Hoje, inaugurou-se
um segredo.
Tão pessoal
que incomunicável.
E, por isso mesmo
falso.
*
Na liquidez do instante
o traço exato.
Verniz que cede
ao aço
ácido.
(metal que subjaz
silente).
dissolve-se
e ascende:
matéria-prima.
Em cada repetição
a perícia:
corroer-te
com arte
misturar-te a mim:
tua anti-rima
água
corte.
Água-forte.
*
para a plaquete “Cacaso, não por acaso” em homenagem ao poeta
Não por acaso
o verso fácil
de quem já sabe em si a pedra
do caminho a pedra
docabralino verso
o concreto da síntese
e mistura tudo num pulo do gato
escaldado, o mesmo
que comeu o lirismo
que estava aqui.
Mas nenhum lirismo é um verso
que não é do seu poema –
e rima romântico e perverso.
Não por acaso a alquimia
de corpo e texto
na metafísica dos beijos
na queda de quem sabe a nuvem.
Nem por acaso remar rio acima
com o verbo ágil
de quem desce
a correnteza
no desejo de (re)conhecer
todas as formas de delicadeza.
Por acaso, talvez, a vertigem
da margem
no poema que nos contempla.
*
A violeta azul no esquadro
equilibrava o meio-dia.
A mulher que se encantava
com antúrios e orquídeas
sempre escolhia a flor miúda –
não era boa com coisas vivas.
Assim, quando vinha a morte prevista
jogava fora vaso e terra –
não tinha talento para restos –
ia ao supermercado da esquina
e comprava outra flor qualquer.
A beleza da janela
era provisória
e idêntica ao que conhecia.
Mas a casa nunca foi sua – e não seria
na madeira antiga
Era, antes, de metal e de pedra.
Talvez se as janelas se abrissem
para uma outra janela
talvez.
*
O peixe que ontem
sugava transparências
amanheceu morto de excesso.
A morte é leve
e pesa a superfície.
Encheu-se o aquário
de vazios
e rastros esparsos sobre o vidro
confundem memória e silêncio.
O peixe que ontem
mastigava a ausência
destilou-me a espera.
A vida breve
dispensa a superfície.
Encheram-se de vazios
os meus restos –
iscas dispersas entre as águas
confetes que não me alimentam.
O peixe que ontem
distraía o absurdo
enfeitou amor e luto.
A vida é febre
e ferve, e agora
é recriar o aquário oculto
limpar vidro, excesso
líquido.
Limpar o peixe: comê-lo;
e transbordar
Nascida em Belo Horizonte, em 1979, e formada em direito pela UFMG, Mônica de Aquino começou a escrever bem nova.

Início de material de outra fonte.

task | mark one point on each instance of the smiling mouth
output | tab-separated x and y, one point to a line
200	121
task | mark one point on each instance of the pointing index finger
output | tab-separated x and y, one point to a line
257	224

Aos poucos, as chances de mostrar seus poemas foram surgindo. Participou das antologias O achamento de Portugal, organizada por Wilmar Silva, e Panamericana, que teve curadoria do poeta catalão Joan Navarro. Textos seus foram publicados no Suplemento Literário de Minas Gerais e na revista Piauí. Oito anos depois de ter lançado Sístole, seu primeiro livro, publicado pela editora carioca Bem-te-vi, a escritora venceu do Prêmio Cidade de Belo Horizonte 2013 com o livro Fundo falso, coletânea de poemas.